Jack Lewis

Personal information
- Full name: James John Lewis
- Date of birth: 16 January 1902
- Place of birth: Newport, Wales
- Height: 5 ft 7 in (1.70 m)
- Position: Left-half

Senior career*
- Years: Team / Apps / (Gls)
- Somerton Park Juniors
- 1922–1923: Newport County / 26 / (0)
- 1924–1925: Cardiff City / 1 / (0)
- 1925–1933: Tranmere Rovers / 266 / (9)

International career
- 1925: Wales / 1 / (0)

= Jack Lewis (footballer, born 1902) =

Welsh footballer

James John Lewis (born 16 January 1902, date of death unknown) was a Welsh footballer who played in the English Football League for Cardiff City, Newport County and Tranmere Rovers.
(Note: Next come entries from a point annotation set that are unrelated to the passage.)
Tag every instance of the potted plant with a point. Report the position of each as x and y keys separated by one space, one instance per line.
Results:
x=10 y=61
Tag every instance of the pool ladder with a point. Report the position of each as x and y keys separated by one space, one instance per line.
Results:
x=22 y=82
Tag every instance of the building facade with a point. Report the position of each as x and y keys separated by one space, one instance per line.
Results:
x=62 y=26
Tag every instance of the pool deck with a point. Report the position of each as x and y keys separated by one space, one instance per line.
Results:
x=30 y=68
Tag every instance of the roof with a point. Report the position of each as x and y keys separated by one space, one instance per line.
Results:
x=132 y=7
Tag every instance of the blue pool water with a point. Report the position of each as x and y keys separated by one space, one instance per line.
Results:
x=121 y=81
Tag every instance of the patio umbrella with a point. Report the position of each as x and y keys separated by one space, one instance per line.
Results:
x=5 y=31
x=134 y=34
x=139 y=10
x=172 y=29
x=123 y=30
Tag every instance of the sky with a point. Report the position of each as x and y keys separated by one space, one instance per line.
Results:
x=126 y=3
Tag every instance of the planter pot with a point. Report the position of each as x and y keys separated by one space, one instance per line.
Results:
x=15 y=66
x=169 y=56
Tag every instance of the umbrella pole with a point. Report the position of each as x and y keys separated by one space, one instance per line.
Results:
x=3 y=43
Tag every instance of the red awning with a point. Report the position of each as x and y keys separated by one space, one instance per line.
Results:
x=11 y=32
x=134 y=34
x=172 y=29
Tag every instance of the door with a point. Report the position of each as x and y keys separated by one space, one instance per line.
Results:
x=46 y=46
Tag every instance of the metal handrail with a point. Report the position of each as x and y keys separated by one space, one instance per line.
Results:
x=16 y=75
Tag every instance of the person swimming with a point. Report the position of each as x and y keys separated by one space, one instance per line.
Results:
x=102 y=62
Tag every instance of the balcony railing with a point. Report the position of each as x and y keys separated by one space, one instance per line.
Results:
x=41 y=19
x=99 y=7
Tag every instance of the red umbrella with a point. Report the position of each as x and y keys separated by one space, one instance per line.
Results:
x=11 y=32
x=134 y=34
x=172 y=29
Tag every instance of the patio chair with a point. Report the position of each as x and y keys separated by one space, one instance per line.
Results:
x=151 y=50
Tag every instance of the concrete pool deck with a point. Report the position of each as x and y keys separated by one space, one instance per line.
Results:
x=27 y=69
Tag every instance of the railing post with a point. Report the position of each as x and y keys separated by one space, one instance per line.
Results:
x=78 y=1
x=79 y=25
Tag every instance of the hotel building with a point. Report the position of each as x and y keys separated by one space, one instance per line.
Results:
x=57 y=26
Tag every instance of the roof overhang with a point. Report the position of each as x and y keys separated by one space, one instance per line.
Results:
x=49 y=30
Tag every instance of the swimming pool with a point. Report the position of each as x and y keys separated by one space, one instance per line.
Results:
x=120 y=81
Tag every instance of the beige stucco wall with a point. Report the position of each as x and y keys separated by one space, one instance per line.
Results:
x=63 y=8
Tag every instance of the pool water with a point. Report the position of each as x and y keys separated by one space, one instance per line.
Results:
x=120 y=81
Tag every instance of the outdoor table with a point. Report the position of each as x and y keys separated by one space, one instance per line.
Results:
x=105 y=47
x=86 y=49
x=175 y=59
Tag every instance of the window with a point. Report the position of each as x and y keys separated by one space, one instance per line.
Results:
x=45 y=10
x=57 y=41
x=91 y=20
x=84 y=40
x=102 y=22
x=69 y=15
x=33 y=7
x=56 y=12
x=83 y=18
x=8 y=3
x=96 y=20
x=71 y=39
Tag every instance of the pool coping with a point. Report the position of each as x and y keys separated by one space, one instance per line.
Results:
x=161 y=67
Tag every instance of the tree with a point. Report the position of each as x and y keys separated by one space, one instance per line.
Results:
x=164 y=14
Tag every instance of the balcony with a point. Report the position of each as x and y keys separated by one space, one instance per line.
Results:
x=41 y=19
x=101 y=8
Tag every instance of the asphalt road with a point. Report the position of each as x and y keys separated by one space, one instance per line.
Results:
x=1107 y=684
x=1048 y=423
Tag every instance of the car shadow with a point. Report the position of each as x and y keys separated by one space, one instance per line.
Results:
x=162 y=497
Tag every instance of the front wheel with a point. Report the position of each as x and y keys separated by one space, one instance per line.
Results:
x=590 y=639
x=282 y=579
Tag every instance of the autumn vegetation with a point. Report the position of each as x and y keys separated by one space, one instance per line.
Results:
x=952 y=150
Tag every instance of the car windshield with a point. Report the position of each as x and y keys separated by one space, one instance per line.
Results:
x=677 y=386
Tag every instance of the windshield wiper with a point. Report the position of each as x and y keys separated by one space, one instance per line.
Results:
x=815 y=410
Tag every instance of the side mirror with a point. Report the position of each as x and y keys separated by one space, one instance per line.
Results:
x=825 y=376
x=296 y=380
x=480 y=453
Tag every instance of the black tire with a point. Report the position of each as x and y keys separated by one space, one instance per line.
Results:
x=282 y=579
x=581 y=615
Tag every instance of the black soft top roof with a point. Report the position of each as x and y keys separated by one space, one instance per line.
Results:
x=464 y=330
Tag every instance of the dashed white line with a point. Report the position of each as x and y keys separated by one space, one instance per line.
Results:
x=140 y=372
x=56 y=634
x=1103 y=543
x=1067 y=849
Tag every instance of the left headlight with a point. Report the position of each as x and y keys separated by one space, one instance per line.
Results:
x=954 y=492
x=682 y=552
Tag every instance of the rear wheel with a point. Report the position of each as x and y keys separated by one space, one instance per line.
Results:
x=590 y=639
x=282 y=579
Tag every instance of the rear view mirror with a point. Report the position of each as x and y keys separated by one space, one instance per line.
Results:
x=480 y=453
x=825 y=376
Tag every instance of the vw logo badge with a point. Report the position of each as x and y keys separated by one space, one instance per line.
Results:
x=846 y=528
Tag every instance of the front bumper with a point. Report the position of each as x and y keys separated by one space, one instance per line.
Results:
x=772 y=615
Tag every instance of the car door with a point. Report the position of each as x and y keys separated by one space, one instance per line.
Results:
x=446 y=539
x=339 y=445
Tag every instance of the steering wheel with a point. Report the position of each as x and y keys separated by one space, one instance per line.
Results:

He was born in Newport.

==Career==
Lewis started his career at his home town club Newport County, joined Cardiff City in 1924. Having made just one appearance for the club, during a 4–1 defeat against Bury, Lewis was called into the Wales squad for the British Home Championship match against Scotland on 31 October 1925, which ended in a 3–0 defeat. Lewis never played for Wales or Cardiff City again, moving to Tranmere Rovers where he went on to make over 250 appearances.